The AIMIM chief further claimed that the EPFO was “already acting like the owner of people’s money”, citing figures to back his point. “Rs 54,658 crore of PF is lying ‘unclaimed’. 25-35 per cent of PF withdrawal applications get rejected,” he alleged.

EPFO explains new PF withdrawal rules

In response, the EPFO issued a clarification, explaining that the change in the withdrawal period, from two months to twelve, was intended to help members qualify for pension benefits. 

“Immediately after job loss, the beneficiary can withdraw 75 per cent of the amount right away. After remaining unemployed for 12 months, they can also withdraw the remaining 25 per cent amount,” the EPFO said in the comments section of Owaisi’s post. 

It added, “Withdrawing the full amount within 2 months means that if a new job is secured after 3 months, the service is not considered continuous, and they do not become eligible for pension. Because 10 years of continuous employment is required for pension eligibility.”

Government being subsidised with middle-class money

However, Owaisi was not convinced. Quoting the EPFO’s response, he shot back, “Is the money EPFO’s or the members’?”

He went on to argue that the members are not “beneficiaries of some freebie” but “hardworking citizens being deprived of their own savings”. Accusing the government of misusing public funds, he said, “The government is being subsidised with the middle class’s money.”

The Hyderabad MP then urged people to “read the replies” to the EPFO’s post, claiming, “Every day, many people tag EPFO because it harasses them so much just to withdraw their own money,” he claimed. 

“25% might be a small amount for you, but an unemployed person could pay their children’s fees or house rent with it,” he stressed, before adding, “What will someone going through a difficult time today do with the hope of a pension that comes decades later? And what will someone who has already retired do by waiting for 3 years?” 
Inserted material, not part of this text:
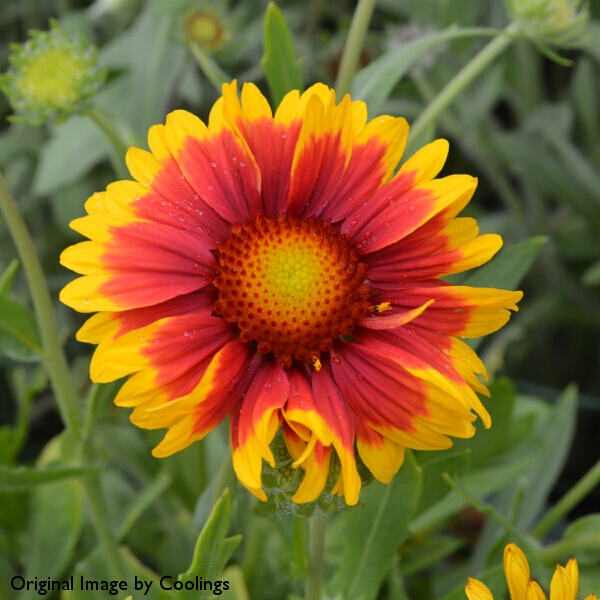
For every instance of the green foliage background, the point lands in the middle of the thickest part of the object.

New PF withdrawal rules explained

The Central government has introduced sweeping changes to the Employees’ Provident Fund Organisation (EPFO) withdrawal policy on Monday, creating three new categories for withdrawals — Essential Needs (such as marriage, education, or illness), Housing Needs, and Special Circumstances.

Under the revised rules, members can now withdraw up to 10 times for education and 5 times for marriage, compared to just three combined withdrawals earlier. The minimum service period required to become eligible for partial withdrawal has been reduced to 12 months, meaning members can access a portion of their PF savings after just one year of employment.

In another key decision, the EPFO extended the waiting period for premature final settlement of EPF from 2 months to 12 months, and for pension (EPS) withdrawal from 2 months to 36 months.

Simply put, employees can now withdraw their provident fund after 12 months of leaving a job, and their pension fund after 36 months, if they wish to settle their accounts before retirement.